ARPA was created to support businesses, nonprofits and families who suffered financial harm during the COVID-19 pandemic. In its letter, the Physicians Committee — a group of 17,000 doctors — argues that Texas Biomed doesn’t qualify for the program. It further maintains that the foundation’s own documents show it previously gave back $2 million in pandemic relief funds received under a separate program.

City officials were unavailable for immediate comment on the letter. However, in a memo from December, city staff said they determined that Texas Biomed’s project falls under ARPA guidelines.

“We ask you to prevent Texas Biomed from using its significant political connections in San Antonio to illegally commandeer millions more in federal COVID-19 aid, to which ARPA rightfully entitles small businesses, government employees, social service organizations and struggling families,” wrote Dr. John J. Pippin, the Physicians Committee’s director of academic affairs.

Pippin further argues that the federally funded lab has failed to look after thousands of primates in its care, citing documented deaths and injuries over the years. The letter specifically mentions paperwork filed by Texas Biomed noting that 159 baboons in its captivity suffered amputations for frostbite during Winter Storm Uri.

Further, the Physician’s Committee maintains that council’s vote on the funding amounts to an end run around public scrutiny of the funds.

Last year, Texas Biomed asked for an $11 million municipal bond from the city of San Antonio to expand its campus infrastructure but withdrew its request in December after the People for the Ethical Treatment of Animals (PETA) and others objected over the facility’s medical experiments on primates.

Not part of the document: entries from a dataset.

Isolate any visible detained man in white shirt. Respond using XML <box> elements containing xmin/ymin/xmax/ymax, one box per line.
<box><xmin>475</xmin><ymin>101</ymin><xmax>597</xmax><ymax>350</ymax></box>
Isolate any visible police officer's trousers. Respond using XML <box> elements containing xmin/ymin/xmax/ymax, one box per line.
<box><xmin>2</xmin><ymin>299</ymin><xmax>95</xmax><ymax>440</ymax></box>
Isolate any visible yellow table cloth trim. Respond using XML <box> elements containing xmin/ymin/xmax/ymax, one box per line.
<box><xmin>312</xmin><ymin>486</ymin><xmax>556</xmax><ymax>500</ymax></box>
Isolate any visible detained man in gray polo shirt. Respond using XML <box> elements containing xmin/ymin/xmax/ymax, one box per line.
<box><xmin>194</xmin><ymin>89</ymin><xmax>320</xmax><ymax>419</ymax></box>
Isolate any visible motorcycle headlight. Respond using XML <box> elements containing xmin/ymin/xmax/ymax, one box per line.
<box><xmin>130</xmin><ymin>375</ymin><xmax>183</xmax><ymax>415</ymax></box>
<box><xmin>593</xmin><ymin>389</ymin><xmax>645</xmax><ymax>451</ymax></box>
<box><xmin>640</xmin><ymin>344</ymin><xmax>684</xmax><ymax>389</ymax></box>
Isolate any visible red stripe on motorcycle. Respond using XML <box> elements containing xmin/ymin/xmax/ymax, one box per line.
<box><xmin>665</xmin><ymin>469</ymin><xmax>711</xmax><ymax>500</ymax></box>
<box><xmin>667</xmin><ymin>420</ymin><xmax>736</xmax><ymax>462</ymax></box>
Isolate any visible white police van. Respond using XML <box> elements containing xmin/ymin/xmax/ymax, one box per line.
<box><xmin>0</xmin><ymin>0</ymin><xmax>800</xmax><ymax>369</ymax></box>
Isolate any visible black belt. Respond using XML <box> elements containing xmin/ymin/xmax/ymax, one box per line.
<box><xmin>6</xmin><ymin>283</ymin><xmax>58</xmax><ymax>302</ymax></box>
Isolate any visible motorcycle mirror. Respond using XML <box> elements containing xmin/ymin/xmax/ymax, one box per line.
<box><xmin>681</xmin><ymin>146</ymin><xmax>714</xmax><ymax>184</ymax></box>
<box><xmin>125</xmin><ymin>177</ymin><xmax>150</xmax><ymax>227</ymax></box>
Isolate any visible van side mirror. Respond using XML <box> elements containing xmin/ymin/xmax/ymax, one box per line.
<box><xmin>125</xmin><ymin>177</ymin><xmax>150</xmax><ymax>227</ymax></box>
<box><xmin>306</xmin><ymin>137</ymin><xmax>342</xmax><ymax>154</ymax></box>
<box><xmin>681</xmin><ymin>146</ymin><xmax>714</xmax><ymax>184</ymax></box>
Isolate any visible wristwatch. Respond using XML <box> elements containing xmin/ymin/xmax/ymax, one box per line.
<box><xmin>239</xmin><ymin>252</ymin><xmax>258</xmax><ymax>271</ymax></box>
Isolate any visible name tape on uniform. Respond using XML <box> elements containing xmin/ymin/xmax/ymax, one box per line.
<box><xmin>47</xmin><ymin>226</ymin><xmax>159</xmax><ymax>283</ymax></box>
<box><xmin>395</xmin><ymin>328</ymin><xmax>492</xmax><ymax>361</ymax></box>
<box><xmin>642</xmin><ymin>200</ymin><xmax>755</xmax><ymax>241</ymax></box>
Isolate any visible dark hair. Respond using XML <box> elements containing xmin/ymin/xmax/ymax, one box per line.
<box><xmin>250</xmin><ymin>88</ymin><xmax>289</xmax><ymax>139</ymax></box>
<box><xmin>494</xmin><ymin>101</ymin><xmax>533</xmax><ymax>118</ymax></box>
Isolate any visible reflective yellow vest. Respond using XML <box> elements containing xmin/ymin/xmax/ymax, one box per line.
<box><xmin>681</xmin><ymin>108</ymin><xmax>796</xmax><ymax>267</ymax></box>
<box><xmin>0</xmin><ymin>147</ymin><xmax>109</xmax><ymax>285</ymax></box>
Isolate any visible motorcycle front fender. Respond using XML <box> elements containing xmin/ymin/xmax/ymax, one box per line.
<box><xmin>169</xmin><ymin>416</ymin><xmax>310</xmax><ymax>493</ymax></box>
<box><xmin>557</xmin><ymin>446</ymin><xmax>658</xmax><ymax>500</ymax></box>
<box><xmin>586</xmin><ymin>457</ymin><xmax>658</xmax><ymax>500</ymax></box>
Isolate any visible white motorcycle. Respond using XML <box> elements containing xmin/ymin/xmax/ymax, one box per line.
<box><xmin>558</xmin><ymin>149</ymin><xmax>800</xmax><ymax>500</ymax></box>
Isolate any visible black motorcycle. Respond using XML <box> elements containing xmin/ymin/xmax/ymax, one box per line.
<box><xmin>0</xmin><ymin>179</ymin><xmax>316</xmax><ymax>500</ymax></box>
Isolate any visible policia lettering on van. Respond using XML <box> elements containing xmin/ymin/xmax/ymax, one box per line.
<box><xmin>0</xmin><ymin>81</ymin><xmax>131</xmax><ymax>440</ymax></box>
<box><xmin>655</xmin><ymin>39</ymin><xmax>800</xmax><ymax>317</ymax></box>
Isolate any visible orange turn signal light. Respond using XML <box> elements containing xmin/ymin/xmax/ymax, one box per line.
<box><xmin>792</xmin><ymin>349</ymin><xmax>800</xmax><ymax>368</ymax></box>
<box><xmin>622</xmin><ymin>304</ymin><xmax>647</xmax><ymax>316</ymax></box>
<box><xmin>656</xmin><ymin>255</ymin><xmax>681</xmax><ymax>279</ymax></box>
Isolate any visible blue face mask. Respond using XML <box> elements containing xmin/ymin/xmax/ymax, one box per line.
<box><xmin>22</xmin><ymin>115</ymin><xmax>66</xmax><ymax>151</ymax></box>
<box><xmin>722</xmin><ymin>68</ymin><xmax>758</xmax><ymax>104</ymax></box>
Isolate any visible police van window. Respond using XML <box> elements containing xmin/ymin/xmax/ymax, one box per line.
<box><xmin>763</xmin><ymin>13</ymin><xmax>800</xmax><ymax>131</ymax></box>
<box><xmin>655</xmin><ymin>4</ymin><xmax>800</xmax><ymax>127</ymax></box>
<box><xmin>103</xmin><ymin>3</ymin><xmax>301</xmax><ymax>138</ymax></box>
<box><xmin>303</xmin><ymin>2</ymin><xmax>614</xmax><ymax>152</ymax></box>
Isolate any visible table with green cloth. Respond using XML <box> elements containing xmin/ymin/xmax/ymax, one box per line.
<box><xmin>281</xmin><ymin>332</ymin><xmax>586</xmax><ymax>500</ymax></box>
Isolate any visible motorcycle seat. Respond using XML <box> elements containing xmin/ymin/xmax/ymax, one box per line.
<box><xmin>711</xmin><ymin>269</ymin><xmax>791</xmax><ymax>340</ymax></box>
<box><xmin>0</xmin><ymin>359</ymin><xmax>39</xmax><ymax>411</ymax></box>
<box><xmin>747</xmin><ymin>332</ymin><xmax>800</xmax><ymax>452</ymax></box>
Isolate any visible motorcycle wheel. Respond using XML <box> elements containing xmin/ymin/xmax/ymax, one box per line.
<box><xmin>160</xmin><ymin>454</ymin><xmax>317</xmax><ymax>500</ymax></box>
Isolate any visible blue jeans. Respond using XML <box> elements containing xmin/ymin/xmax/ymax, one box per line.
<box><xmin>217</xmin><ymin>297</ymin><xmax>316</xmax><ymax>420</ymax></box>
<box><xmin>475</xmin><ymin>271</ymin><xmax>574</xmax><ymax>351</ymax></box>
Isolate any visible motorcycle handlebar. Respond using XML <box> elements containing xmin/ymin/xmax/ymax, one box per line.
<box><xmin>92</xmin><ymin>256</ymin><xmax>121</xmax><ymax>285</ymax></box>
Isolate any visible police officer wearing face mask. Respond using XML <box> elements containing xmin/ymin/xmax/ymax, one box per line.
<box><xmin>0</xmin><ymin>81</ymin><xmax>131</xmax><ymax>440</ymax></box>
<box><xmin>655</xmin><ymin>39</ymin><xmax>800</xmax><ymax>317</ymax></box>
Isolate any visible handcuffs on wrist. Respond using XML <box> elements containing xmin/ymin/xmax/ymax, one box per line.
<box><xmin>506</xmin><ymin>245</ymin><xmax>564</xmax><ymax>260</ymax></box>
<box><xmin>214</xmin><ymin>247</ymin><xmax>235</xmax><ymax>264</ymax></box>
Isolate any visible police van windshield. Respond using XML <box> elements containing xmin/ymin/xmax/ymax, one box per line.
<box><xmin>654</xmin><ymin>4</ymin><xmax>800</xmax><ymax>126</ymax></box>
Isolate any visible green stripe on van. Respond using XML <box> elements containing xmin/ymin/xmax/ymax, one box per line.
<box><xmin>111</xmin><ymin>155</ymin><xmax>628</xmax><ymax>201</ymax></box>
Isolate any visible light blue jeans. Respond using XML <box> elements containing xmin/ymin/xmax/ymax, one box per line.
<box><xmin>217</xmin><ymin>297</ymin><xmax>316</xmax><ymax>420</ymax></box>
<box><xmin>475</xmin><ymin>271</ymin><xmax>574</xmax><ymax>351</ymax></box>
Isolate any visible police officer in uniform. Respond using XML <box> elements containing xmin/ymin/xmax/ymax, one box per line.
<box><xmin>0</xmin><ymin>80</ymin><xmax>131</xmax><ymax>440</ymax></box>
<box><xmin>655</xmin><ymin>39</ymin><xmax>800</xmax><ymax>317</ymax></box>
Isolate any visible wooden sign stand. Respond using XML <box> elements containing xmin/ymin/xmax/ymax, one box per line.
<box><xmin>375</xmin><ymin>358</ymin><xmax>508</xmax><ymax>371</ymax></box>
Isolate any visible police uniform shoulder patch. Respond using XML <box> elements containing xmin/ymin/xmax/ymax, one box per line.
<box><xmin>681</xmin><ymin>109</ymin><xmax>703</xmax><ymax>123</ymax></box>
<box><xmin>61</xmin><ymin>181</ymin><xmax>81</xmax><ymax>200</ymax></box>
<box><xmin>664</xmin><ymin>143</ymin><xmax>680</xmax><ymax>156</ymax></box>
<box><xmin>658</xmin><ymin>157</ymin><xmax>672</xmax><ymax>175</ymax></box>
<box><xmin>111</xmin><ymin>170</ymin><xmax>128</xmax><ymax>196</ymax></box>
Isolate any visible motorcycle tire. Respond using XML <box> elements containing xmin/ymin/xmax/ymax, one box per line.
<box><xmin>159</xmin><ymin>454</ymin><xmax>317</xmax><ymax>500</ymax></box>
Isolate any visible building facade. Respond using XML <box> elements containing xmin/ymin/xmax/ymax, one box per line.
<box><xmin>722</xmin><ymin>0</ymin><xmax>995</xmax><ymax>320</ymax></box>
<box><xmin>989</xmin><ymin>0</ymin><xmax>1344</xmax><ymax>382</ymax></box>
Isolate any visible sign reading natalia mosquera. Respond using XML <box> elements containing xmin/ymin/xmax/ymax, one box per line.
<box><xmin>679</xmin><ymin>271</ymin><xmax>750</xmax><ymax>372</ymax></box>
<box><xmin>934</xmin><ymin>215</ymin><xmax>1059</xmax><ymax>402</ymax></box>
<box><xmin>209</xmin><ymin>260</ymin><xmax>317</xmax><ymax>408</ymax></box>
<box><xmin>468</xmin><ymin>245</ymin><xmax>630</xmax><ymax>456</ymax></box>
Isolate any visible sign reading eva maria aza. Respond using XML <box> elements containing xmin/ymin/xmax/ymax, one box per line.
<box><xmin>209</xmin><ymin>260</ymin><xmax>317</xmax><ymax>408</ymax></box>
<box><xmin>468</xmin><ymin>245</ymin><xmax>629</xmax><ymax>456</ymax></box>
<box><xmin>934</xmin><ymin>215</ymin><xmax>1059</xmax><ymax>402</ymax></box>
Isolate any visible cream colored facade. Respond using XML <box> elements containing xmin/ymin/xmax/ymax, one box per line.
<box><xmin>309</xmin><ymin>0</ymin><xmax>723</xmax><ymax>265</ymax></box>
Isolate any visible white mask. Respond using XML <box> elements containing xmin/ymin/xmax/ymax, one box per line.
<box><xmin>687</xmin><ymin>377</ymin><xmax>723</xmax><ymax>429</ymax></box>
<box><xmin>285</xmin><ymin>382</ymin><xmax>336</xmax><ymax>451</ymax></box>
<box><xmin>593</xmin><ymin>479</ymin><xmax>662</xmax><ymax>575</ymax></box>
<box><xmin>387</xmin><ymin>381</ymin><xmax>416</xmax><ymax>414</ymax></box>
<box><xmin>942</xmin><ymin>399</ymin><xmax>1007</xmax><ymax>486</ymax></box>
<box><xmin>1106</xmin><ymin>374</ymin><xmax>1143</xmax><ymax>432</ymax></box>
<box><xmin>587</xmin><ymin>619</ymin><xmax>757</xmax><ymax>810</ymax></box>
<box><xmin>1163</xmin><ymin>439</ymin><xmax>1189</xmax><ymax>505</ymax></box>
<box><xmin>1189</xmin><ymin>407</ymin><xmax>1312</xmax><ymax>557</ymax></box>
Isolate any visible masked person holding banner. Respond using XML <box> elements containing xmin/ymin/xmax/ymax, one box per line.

“Mayor [Ron] Nirenberg and the city council are attempting to avoid public input on this issue,” Pippin writes. “Giving money to a rich corporation that has failed to benefit public health rather than to deserving community programs is an abuse of taxpayer funds and violates ARPA funding requirements.”

In a statement, Texas Biomed spokeswoman Lisa Cruz said the facility’s work fighting diseases is expensive and justifies it accessing additional federal funding . She added that the ARPA money is one way it can ensure that modernizes its campus in a way that benefits its research and its animals.

“ARPA funding was designed to address economic impact and support public health infrastructure,” she said. “Texas Biomed is a good fit for ARPA funding as a federally designated critical infrastructure site deemed essential to local, state and national security, as well as public health and safety.”

PETA Senior Vice President Kathy Guillermo said her group supports the Physicians Committee’s request, adding that its local supporters plan to show up at Thursday’s council meeting to raise objections to the funding.

“It’s pretty outrageous to see this moving forward since so many people in San Antonio make it clear they don’t support the bond,” she said.